Tuesday, February 22, 2011

What Are The Best Photographs Ever?

I'd like you to name your all time favourite photographs by someone else - the top of the top, the supreme, the wonderful, the magic.

Here's why. I want to see if we can learn anything from these images - are there threads of consistency - about subject or approach, project vs. one off, obvious message or not, etc..

I think a number of us would list Edward Weston's Pepper #30 as one of those top ten photographs, despite its mundane subject and lack of political message, but you can't infer much from a single image, so bring em on, what are your top 10 outstanding choices.

Why not open it to images of yours? Simple. You might think it's because I don't think you can make an image that good but you'd be wrong - it's just that we have emotional attachments to images of our own which may not be apparent to others and that is going to confuse and analysis of common threads.

If you can supply a url that will take us to each image, even better, we can look them up.

Come on, enlighten us, surprise us, shock us with your all time favourite photographs.

George

Friday, February 18, 2011

Image Editing Video

The second image editing video is up, showing the use of Selective Color Adjustment Layer to fix a specific problem without creating more problems than I'm fixing.

Athabasca Edit 2

I should have Edit 3 up later tonight as I fix the water.

George

Monday, February 14, 2011

Videos

There are now a total of four videos on youtube

1) is a brief description of the three books I have written, to a background of me out shooting.
2) is a slideshow of images selected from those I made in 2010.
3) is a more detailed description of "Why Photographs Work" and includes 8 of the images from the book.
4) is my first editing video - this takes my athabasca falls image and shows the adjustments I make in camera raw, then an analysis of the image on what needs to be fixed or improved. Subsequent videos (not yet made) will take you through the changes I make, from cropping to colour adjustment, contrast enhancement, fixing highlights and shadows, and fine tuning an image.

Wednesday, February 09, 2011

Second Edition of Take Your Photography...

My publisher has asked me to do a second edition of Take Your Photography To The Next Level. I have made it clear that I'm not prepared to label it a second edition without substantially improving the book - at least a couple of new chapters, expanded text, more pointers and better resources. My challenge now is to deliver on this stand before the end of July.

I have some sense of where I'm going with this but am definitely open to suggestions from those who have read the book and liked it and more especially found it useful.

You can either comment on this blog entry or email me directly through the contact on my website. The latter allows for more detailed suggestions and also some privacy, as well as giving me your email address so that I can respond to you, perhaps with some questions or discussion on your suggestions.

Thanks,

George

Thursday, February 03, 2011

Lightroom For Editing?

Frank Field commented on my use of Lightroom, saying he's gone the opposite way - using Photoshop for his editing.

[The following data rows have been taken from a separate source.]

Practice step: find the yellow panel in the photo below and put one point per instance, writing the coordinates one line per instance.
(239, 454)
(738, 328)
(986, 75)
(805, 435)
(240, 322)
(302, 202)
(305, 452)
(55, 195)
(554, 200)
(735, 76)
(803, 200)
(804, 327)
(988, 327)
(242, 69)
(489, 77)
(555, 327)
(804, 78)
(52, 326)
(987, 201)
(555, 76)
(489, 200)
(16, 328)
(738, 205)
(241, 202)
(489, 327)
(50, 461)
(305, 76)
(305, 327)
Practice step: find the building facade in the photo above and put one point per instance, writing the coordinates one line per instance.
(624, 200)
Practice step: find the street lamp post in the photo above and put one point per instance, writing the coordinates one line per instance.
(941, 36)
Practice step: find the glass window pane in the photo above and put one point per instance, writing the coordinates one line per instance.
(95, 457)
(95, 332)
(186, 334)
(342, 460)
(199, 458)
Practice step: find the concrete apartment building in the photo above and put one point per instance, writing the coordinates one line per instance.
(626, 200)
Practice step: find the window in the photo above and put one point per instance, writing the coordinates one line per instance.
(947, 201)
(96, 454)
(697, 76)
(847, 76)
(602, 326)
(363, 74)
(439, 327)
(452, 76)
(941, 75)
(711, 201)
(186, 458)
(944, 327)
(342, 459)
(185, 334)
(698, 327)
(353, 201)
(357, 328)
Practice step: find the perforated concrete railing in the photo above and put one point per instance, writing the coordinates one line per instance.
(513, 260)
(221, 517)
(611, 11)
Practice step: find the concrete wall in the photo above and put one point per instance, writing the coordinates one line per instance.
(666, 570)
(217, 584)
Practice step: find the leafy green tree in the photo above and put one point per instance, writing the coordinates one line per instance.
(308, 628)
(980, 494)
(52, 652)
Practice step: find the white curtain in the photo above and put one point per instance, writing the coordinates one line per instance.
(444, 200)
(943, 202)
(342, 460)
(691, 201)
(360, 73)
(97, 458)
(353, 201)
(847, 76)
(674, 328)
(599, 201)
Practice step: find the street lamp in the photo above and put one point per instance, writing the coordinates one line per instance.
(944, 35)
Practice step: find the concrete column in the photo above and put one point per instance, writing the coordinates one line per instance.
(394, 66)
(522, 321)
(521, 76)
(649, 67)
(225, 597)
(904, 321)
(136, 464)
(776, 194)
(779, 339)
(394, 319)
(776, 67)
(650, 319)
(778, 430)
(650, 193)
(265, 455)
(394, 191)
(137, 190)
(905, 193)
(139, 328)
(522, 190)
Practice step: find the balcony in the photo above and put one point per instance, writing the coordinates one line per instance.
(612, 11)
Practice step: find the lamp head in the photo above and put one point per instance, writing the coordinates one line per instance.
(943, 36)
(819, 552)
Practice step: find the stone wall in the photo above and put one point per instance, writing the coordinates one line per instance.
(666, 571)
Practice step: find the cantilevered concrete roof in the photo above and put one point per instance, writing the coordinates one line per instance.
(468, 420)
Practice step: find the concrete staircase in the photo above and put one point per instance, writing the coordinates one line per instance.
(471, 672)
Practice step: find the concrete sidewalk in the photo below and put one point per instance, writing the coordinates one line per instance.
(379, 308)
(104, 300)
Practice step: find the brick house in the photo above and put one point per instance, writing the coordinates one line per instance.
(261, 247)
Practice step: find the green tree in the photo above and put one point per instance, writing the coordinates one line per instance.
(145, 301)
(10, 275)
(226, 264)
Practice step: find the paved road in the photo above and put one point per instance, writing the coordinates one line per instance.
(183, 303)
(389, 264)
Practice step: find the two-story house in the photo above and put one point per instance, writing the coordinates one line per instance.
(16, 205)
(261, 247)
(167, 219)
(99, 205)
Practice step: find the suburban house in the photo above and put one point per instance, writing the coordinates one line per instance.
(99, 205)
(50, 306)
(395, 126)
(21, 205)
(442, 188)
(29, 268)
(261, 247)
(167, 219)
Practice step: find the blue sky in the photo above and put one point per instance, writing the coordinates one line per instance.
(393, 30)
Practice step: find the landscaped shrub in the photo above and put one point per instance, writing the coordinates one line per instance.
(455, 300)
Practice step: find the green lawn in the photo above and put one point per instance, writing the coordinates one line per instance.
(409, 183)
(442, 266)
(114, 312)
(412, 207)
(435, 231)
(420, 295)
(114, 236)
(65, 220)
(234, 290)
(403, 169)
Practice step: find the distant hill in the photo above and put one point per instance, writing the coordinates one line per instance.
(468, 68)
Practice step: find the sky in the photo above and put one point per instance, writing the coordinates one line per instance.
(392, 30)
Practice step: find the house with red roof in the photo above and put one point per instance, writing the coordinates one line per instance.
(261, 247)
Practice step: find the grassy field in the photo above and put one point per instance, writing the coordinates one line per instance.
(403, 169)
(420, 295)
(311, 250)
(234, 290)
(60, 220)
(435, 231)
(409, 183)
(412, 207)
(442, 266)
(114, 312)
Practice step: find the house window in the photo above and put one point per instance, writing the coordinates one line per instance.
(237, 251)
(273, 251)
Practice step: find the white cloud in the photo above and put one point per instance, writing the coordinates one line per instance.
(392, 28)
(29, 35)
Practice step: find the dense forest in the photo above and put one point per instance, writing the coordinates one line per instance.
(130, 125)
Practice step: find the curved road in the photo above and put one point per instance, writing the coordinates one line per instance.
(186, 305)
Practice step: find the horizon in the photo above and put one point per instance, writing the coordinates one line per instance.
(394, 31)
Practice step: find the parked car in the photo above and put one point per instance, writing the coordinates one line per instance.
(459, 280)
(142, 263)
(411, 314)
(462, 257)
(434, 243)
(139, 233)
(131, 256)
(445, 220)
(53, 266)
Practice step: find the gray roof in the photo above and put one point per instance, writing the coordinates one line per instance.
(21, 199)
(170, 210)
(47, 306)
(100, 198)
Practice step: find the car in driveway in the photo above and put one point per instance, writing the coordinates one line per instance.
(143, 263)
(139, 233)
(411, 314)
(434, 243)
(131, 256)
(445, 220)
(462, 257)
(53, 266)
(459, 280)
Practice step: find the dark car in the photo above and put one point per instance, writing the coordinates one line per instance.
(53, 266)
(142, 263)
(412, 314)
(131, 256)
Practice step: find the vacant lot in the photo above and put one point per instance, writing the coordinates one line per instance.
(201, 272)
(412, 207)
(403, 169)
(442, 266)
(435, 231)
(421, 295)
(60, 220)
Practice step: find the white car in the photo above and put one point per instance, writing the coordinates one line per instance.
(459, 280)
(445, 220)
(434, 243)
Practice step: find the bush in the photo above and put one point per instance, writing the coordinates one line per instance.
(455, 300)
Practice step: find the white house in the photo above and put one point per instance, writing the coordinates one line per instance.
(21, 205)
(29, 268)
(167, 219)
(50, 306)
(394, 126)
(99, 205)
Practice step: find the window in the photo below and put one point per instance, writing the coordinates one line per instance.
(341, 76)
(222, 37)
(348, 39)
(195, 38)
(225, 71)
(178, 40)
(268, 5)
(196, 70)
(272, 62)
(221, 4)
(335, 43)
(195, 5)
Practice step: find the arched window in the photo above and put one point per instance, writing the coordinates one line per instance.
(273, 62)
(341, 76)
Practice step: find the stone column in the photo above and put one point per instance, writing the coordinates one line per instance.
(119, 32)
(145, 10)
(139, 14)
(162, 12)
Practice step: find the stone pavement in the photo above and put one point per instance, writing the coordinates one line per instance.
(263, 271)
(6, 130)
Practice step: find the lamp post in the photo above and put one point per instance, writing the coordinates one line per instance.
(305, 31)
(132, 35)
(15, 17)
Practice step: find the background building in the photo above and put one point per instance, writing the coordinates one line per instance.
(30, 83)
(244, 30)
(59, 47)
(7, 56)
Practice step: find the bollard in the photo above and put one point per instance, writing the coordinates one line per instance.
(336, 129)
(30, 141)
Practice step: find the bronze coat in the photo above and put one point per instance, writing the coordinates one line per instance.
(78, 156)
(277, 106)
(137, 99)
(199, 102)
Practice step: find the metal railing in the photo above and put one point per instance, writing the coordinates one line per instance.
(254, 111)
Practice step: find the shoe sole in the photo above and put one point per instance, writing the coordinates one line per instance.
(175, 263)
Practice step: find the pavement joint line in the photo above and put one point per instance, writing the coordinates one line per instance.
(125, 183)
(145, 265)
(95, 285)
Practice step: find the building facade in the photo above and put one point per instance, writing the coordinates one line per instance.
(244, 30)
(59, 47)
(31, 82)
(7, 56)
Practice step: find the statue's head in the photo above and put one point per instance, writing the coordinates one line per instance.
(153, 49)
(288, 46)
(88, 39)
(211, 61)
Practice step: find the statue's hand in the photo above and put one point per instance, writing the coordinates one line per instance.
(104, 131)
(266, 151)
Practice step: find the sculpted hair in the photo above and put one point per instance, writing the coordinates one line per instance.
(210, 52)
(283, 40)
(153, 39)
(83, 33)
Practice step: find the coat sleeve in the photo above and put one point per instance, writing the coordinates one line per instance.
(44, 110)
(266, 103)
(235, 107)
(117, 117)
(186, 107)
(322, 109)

Let me make it clear - I was referring to the use of Lightroom for organizing my images, not editing them. More specifically, after watching the Luminous Landscape tutorial, I am even more convinced that the point of Lightroom is to make editing easier, not better, and as I've said many times, fine art photography is always about better. Easier is a distant second.

I do pay attention to easier - the whole digital workflow is what has made me sufficiently productive to get published and write books and for someone who has to edit a lot of images, Lightroom may be exactly what they need.

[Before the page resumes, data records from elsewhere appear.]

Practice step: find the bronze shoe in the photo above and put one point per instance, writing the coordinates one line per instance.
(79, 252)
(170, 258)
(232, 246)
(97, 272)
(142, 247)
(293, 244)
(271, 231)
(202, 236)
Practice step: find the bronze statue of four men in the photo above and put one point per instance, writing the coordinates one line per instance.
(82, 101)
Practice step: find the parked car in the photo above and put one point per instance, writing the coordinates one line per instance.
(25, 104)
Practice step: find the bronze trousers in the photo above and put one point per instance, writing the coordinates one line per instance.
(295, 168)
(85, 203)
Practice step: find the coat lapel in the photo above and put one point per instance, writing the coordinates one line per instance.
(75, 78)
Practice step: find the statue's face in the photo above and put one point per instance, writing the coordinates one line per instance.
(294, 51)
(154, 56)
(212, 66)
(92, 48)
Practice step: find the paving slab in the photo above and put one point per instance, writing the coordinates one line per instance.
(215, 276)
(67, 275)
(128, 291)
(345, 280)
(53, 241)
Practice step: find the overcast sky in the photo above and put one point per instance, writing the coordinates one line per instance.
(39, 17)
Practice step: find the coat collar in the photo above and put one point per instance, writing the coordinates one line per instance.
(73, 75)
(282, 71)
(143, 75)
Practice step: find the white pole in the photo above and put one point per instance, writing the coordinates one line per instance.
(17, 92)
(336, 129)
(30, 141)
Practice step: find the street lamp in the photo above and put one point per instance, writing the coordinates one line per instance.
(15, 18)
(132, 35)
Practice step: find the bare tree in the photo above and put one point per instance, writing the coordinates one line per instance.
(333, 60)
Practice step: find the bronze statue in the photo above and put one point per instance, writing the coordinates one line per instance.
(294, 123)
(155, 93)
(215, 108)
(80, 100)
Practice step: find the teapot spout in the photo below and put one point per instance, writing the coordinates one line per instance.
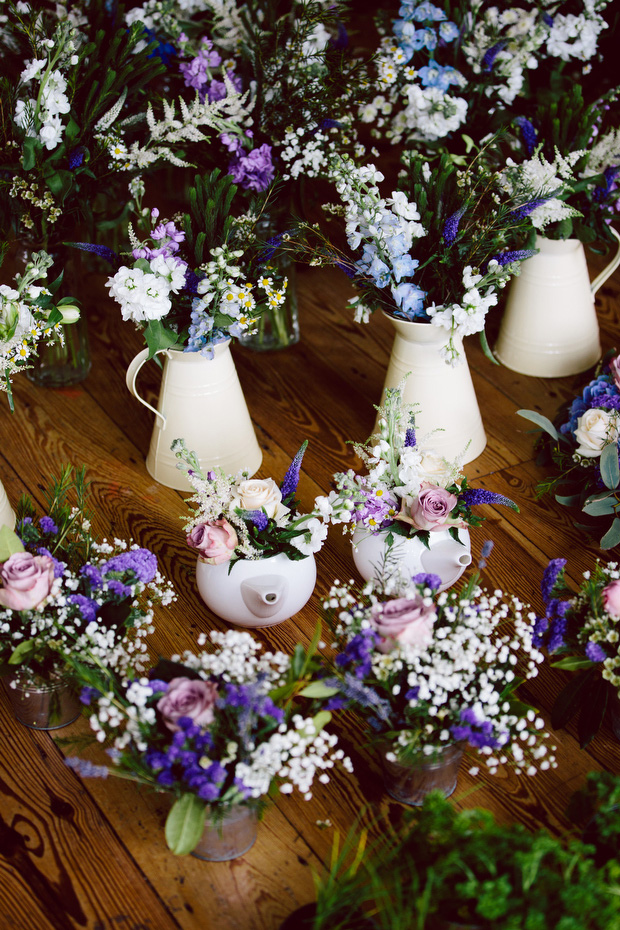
(263, 597)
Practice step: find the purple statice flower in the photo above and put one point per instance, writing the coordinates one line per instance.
(491, 54)
(86, 769)
(254, 171)
(87, 694)
(59, 567)
(291, 478)
(428, 580)
(595, 653)
(103, 251)
(528, 131)
(516, 255)
(258, 517)
(86, 606)
(451, 226)
(76, 157)
(48, 525)
(474, 496)
(142, 562)
(551, 574)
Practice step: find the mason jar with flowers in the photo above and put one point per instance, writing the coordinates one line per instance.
(434, 674)
(580, 448)
(69, 601)
(256, 564)
(219, 731)
(412, 511)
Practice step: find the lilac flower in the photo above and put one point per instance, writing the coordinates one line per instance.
(142, 562)
(474, 496)
(48, 525)
(86, 606)
(291, 478)
(254, 171)
(595, 653)
(489, 58)
(551, 574)
(451, 226)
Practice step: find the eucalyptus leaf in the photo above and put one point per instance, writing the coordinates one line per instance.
(318, 689)
(540, 420)
(610, 472)
(10, 543)
(185, 824)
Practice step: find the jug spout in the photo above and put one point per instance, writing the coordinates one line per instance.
(264, 596)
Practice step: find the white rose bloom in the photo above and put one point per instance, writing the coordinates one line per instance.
(595, 428)
(259, 494)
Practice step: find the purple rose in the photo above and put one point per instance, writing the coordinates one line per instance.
(253, 171)
(215, 541)
(432, 509)
(405, 620)
(26, 580)
(188, 697)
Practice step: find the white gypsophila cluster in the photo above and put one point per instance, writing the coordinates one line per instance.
(294, 755)
(145, 295)
(538, 179)
(480, 645)
(238, 658)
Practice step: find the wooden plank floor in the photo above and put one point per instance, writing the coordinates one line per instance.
(91, 854)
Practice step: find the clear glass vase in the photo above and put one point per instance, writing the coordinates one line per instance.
(409, 783)
(228, 837)
(43, 705)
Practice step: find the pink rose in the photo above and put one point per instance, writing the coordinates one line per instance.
(26, 580)
(432, 509)
(188, 697)
(611, 598)
(614, 368)
(405, 620)
(215, 541)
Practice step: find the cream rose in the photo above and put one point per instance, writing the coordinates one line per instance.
(595, 428)
(260, 494)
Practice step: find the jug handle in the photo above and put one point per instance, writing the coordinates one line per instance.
(130, 379)
(607, 272)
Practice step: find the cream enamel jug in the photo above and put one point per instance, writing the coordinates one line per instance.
(445, 394)
(549, 327)
(200, 401)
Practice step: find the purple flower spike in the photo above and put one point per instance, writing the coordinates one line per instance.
(291, 478)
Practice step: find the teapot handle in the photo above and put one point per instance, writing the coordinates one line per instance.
(130, 379)
(607, 272)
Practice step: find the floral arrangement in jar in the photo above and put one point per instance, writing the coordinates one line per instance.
(220, 730)
(581, 445)
(437, 250)
(432, 673)
(197, 282)
(581, 632)
(236, 517)
(409, 492)
(67, 599)
(30, 317)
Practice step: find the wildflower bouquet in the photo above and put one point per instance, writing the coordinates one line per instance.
(581, 632)
(436, 251)
(28, 317)
(199, 280)
(428, 670)
(241, 518)
(470, 67)
(67, 599)
(582, 447)
(217, 729)
(409, 489)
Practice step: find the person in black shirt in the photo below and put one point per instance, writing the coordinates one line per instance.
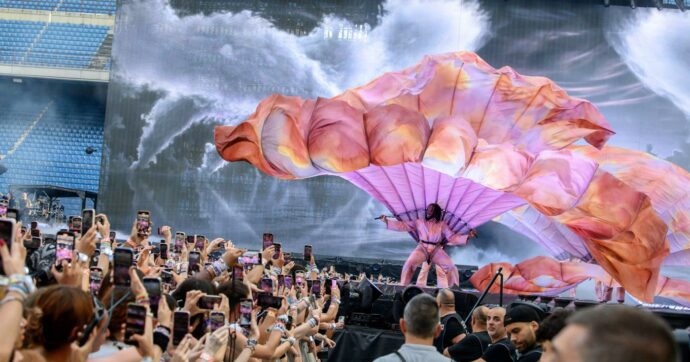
(473, 345)
(522, 323)
(452, 326)
(500, 349)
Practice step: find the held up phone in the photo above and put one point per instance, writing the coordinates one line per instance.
(267, 240)
(87, 216)
(316, 288)
(276, 253)
(246, 312)
(7, 227)
(64, 247)
(95, 280)
(307, 253)
(12, 214)
(238, 272)
(199, 242)
(122, 261)
(266, 285)
(267, 300)
(208, 301)
(153, 288)
(250, 257)
(136, 321)
(143, 222)
(194, 261)
(216, 320)
(75, 225)
(180, 326)
(164, 251)
(180, 238)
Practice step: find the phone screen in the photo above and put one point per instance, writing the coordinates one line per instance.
(143, 222)
(164, 250)
(246, 312)
(208, 301)
(194, 260)
(136, 321)
(180, 326)
(64, 247)
(307, 252)
(267, 240)
(216, 321)
(122, 260)
(267, 285)
(87, 220)
(153, 288)
(95, 280)
(276, 253)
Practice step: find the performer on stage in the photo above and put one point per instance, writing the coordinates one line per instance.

For example, they show editing of an image of a nearby hillside and distant hills. They want to balance the brightness of the two and use two different gradients, and it gets close, but you can still see that the blend is not perfect. Then they use local adjustments and fancy masking, and still don't fix all of the problems that the gradients caused. I could have fixed the whole thing in seconds with a curves adjustment layer and skip the gradients. OK, I have some skill in using gradients, but I argue in my second book, From Camera To Computer, that it is better to use a few tools really well, than dozens with less skill - especially when working on one image as opposed to dozens or even hundreds. It's the difference between getting a single image fantastic and getting a whole wedding shoot really good.

Wednesday, February 02, 2011

Lightroom

After procrastinating for years, I'm determined to start using Lightroom to catalogue my images properly. A new computer and even more hard drives has pretty much forced me into this.

I'm almost finished the superb Lightroom 3 Tutorial Videos from Luminous Landscape, more than 8 hours of invaluable information. I'm starting with the importing of all my raw files (some I haven't seen in years) and most importantly, adding keywords to them so all the images from each imported folder can be found, then more keywords for smaller groups of images.

I'm also looking into using Lightroom and an add-on website publisher from Photographers-toolbox to link to my Rapidweaver website - to automate updating my web images through lightroom and to better control the size of images on various sizes of screen.

Video On Youtube

I've just uploaded my first video to youtube. It's short and simply describes the three books I have written, but it shows me out photographing at one of my favourite local spots. You might be slightly entertained.

Can't sort out the link from the office but if you do a youtube search for George Barr Fine Art Photography, you'll find it.